“Well played, Skip,” I offered, strolling down the green to shake his hand.
“Loserloserloserloserloserloser,” I continued smugly, in my head. Although I have been known to think that I am saying something in my head when actually I am speaking out loud. I am fairly sure I did not say this out loud, as he did not hit me in the face with his stick.
We retired to the Village Pub for a celebration.
“The thing is,” I explained to Nigel after my initial euphoria had gone down like an erection, “the winning and losing thing just doesn’t seem to balance out.”
Victory or defeat – it is like splitting up with a beautiful woman. Dumping should give you a better feeling than being dumped gives you a bad one, but it rarely works like that in my experience. Which, thinking about it, is non-existent in this particular analogy. At this point I realised I needed to ask somebody if this was indeed the case, but I was still trying to work it out in my mind whilst talking to Nigel. He looked at me as if I were barking mad.

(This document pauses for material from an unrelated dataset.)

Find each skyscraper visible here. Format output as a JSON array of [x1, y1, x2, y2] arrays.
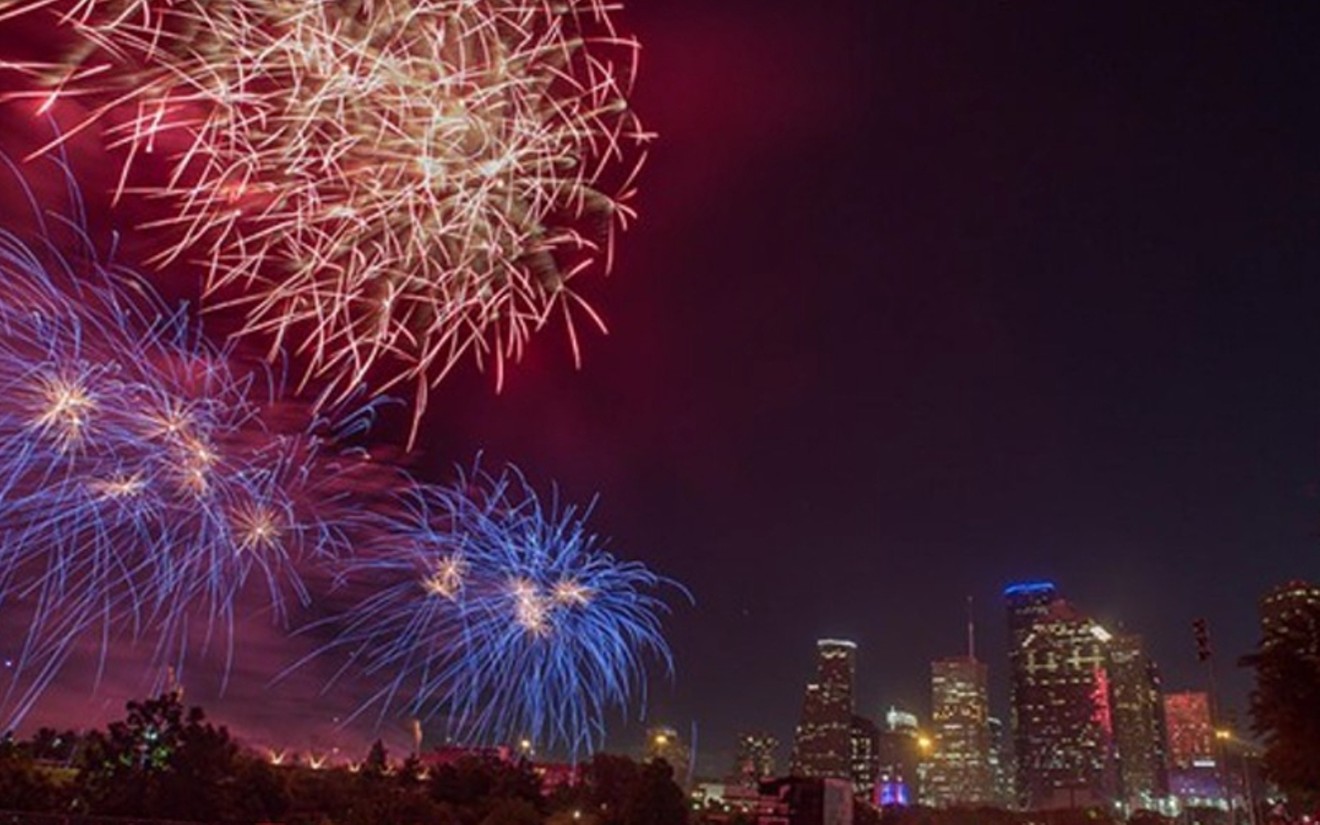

Big A offered some additional encouragement. “You were only fifty percent consistently bad tonight,” he said, which was high praise indeed from the master. It is but May and a whole bowls season lies ahead – I shall aim to get it down to thirty or twenty percent.
An hour later I realised that I had already got through four pints, and so insisted that I needed to go home for reasons of self-preservation. I walked down the hill with Big A; unlike last time I did not fall face first into the grass verge outside Len the Fish’s. Improvement is possible, if one strives for it; it is a weak man who accepts his own rubbishness unquestioned.